March 23, 2005: Addressing Women’s Offending
Home Secretary Charles Clarke has announced funding totalling £9.15 million on new approaches to address women's offending. The funding will be spread over the next four years. The new initiatives will be set up in two areas and will include women's community supervision and support centres, where female offenders can access a whole range of services and support designed to meet their needs.
The new initiatives should be up and running in 2006. They will provide women with the help and support they need to tackle issues such as drug abuse, mental health problems, housing, childcare, domestic violence and other issues that can affect why women offend. These 'one-stop-shops' will learn from the experiences of existing projects such as the Asha Centre in Worcester and the 218 Project in Glasgow, both of which already offer an innovative range of services to women in the community.
By tackling these problems more effectively in the community the aim is to reduce the use of custody for women offenders. The new initiatives will ensure that probation services, police, courts, local authorities, voluntary organisations and other statutory agencies work effectively together to provide the right interventions for women offenders.
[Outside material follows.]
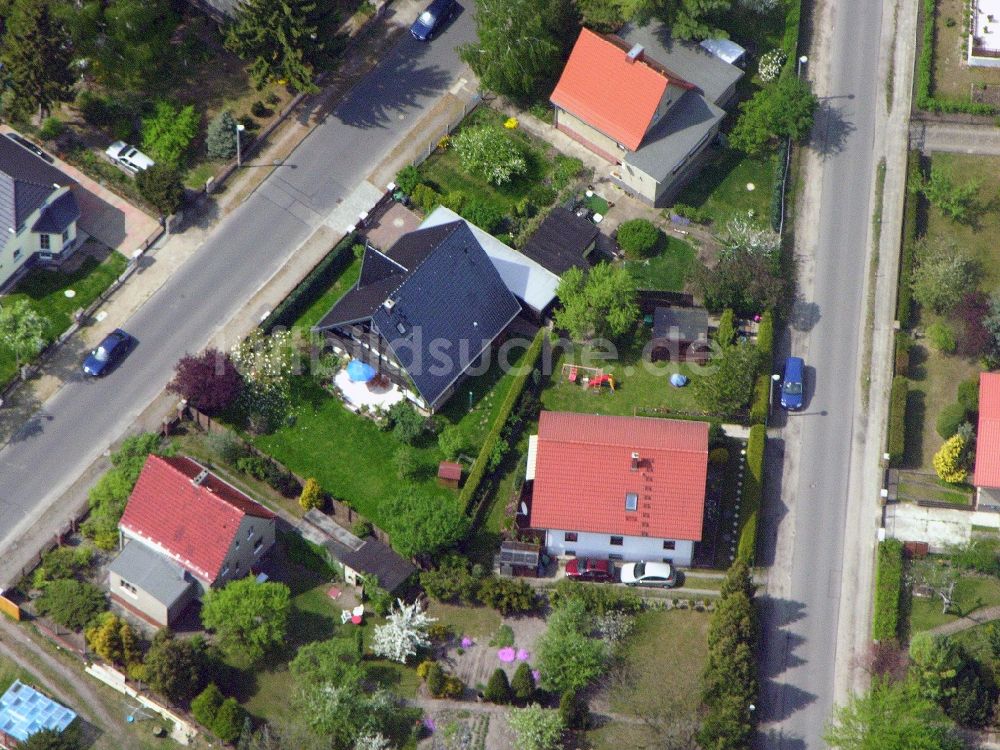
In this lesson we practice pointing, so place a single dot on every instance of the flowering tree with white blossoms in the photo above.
(404, 632)
(769, 67)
Speaking at a Fawcett Society press conference, the Home Secretary said:
"Community supervision and support centres are an innovative solution to the particular issues that women offenders face. This initiative is especially significant because this is the first time the Government has allocated funding specifically to tackle women's offending."
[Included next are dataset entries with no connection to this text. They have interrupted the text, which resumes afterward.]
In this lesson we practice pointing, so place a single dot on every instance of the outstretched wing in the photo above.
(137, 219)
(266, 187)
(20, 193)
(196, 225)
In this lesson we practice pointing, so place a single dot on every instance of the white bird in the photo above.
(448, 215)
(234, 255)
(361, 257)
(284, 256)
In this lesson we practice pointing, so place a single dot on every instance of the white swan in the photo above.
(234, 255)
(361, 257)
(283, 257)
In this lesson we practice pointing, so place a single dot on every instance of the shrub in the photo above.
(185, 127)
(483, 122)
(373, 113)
"I am concerned about the increase in the women's prison population in recent years and the wider impact and disruption this has on their children and families. So it is vital that we look at new ways of dealing with women offenders in the community. Prison should only be used for those who really need to be there. These new initiatives will tackle issues like drug dependency and mental health problems in the community at an early stage, and help ensure that custody is used only as a last resort."
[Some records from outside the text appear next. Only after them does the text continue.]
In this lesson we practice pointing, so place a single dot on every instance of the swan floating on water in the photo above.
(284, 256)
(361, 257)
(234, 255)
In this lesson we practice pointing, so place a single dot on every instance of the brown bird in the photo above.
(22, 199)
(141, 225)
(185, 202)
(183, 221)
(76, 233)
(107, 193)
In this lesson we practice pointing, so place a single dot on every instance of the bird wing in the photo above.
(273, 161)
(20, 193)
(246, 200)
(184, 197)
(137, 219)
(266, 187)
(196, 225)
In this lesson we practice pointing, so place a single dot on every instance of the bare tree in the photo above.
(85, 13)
The Fawcett Commission welcomed the announcement, but says this should be just the first rung on the ladder to a radical reform of the treatment of women offenders. They argue that there is an urgent need for this reform.
The Fawcett Society’s Commission on Women and the Criminal Justice System was a one-year inquiry set up by the Fawcett Society, which brought together experts in criminal justice. It looked at the experiences of women and the criminal justice system as victims, offenders and practitioners and made links between the three groups. It reported in March 2004 and found that women suffer because of man-made justice system and that jail is wholly inadequate for the vast majority of women.
The Commission’s latest report, released on Tuesday 22 March 2005 has reviewed progress made in the last year and what yet remains to be done.Since then, 12 more women have died of self-inflicted deaths in prison. In the past ten years, the number of women in jail has nearly trebled - not because women are committing more crime or more serious crime, but because they are being sentenced more harshly. More women are sentenced to prison for shoplifting than for any other offence.
The majority of women sent to jail have drug and mental health problems that only worsen in prison. Women prisoners are also twice as likely to have suffered domestic violence than other women. The over-stretched system cannot cope with the needs of such vulnerable women and separation from family and community means life for these women and their children is even more disrupted. While in prison, 40 % of women harm themselves or attempt suicide.
According to the Fawcett Commission:
- Just 12 % of women sentenced to prison have been convicted violence against the person. The vast majority of women sent to prison should not be there. Prison does not work – most women sent to prison go on to reoffend. Alternatives to custody are not easy options for offenders, but they can be more effective ways of addressing the needs of women offenders, protecting their children and the wider community.
- They are pleased the Home Secretary has pledged funding for pilot community centres for women offenders. However, they argue that if the courts are going to stop sending vulnerable women to prison, the Government needs to do more.
- They want community rehabilitation for women all over the country, including all-women bail hostels and probation programmes. The majority of women offenders have suffered abuse by men, making current mixed accommodation and programmes entirely inappropriate for most.
- There must be a new duty on courts to consider the impact of imprisonment on women who already have mental health problems and the impact of imprisonment on their children.
Fawcett Commission chair Vera Baird QC MP said:
“We have had five inquests into the self-inflicted deaths of women in prison this year alone. How many more women prisoners must die before the courts stop sending vulnerable women to jail? The vast majority of women sentenced to jail have not committed violent offences and should never be there in the first place. Prison only makes things worse and creates a perpetual cycle of crime. We want a radical new approach to women offenders that will properly rehabilitate women.”